Hey everyone, the Ubuntu Community Team organises a weekly podcast and they invited us (myself and @bianka ) to drop in tomorrow and talk a bit about Juju and the importance of our charming community.
The event happens 2021-07-01T12:00:00Z → 2021-07-01T13:00:00Z and anyone is welcome to join the chat to ask questions or make comments!
First off, I really enjoyed the on-air this morning.
Great to hear your stories @pedroleaoc and @bianka. Thank you both for your investment and engagement with the juju community.
Following the on-air, @erik-lonroth and I were discussing the “new user journey” and a few tools that we believe could be valuable in helping onboard developers to learn juju and develop charms.
Some common recurring themes in our conversation:
Missing state diagram
A simple visualization will speak 1,000,000 words here. Verbally or textually explaining the event lifecycle to someone is a difficult task. We believe a simple diagram could alleviate the contention of what the juju event framework is, and how to build into it. This would be extremely helpful for new-comers and existing charmers alike.
Well defined patterns for development of a charm
When first diving into writing a charm, the implementer is often (from our experience) left wondering how to go about writing a charm the “right way” and what best practices for writing charms exist. Questions often arise like “what patterns exist?”, “how can I ensure I am programming against the system in a way it was intended to be used?”, “what is available in an event object?, why?”. The detailed information about these things at a lower level are difficult to understand initially and are the things that actually really matter, especially when getting started.
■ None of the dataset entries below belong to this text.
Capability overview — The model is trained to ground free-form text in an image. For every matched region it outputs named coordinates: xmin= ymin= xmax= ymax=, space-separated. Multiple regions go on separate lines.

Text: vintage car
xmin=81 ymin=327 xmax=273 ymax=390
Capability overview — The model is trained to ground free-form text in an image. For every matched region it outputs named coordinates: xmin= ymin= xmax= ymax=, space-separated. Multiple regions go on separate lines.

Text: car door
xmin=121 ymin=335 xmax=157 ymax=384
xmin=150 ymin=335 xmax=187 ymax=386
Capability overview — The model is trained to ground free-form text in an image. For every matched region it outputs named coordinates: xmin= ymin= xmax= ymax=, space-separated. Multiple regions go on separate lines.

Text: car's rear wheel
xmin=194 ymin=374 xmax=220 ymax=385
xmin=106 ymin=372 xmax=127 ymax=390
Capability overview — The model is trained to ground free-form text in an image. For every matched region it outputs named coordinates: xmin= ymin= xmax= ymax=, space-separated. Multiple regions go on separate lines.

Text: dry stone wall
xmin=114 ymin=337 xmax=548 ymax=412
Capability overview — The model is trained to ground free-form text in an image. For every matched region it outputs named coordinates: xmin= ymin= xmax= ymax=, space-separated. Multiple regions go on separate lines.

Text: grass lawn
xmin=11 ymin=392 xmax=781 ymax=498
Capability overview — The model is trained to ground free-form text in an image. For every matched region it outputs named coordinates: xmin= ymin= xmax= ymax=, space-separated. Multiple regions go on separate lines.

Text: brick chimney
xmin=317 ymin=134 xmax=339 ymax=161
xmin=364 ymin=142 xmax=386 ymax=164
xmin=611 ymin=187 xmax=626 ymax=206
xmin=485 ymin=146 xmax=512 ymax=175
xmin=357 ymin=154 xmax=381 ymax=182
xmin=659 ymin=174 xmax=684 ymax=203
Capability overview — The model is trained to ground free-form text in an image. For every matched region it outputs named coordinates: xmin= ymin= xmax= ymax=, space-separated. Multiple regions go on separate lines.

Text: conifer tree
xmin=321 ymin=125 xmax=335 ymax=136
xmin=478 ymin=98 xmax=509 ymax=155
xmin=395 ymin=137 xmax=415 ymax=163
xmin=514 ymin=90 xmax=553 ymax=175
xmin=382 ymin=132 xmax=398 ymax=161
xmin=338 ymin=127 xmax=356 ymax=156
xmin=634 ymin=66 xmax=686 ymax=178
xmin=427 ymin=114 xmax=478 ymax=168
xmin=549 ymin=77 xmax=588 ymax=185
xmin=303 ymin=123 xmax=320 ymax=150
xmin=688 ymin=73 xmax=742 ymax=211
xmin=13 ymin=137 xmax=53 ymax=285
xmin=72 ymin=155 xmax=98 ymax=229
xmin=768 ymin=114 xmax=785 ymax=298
We feel a curated guide to juju internals and charm development are badly needed.
Educational Material
There is a good amount of documentation out there on juju (cheers and thank you), whether it is accurate/up to date is another story We feel that a general educational platform for learning juju itself and developing charms has been overlooked. An onboarding process for developing charms would allow users to go through the motions of understanding how juju works and what charm development looks/feels like. We believe that copying other open ecosystem’s success story in educating and onboarding users may behoove the juju ecosystem here. One onboarding success story that we keep referencing is the android developer guide. We are wondering what people’s thoughts are on adopting an onboarding process and content for juju and charming that is similar in structure to the android development onboarding.
We have a few ideas on how to get started on bringing the aforementioned initiatives to life, but wanted to open these topics up for feedback before we try and jump in any further.
What do you think? Is that what you had in mind? Please feel free to sketch something else, add to it, or just add comments and I will try to refine it later. I can also see if someone from the design team at Canonical can render that into something pretty later
Yes! We have some plans to flag good charms and good practices on charmhub. I will let @bianka to expand on that as she is the charmhub expert.
I think that was beautifully covered by this post. Maybe we should expose it sooner to new charmers.
I actually have pretty much the whole second semester allocated to work on this. My vision is to have some sort of interactive course for Juju and then, ideally, a sandbox (or a free cloud space program) so people can effortlessly give it a try. Would definitely like to hear more about your ideas on this - maybe we can set up an open working session at some point?
Thank you for your time, folks. I truly appreciate it.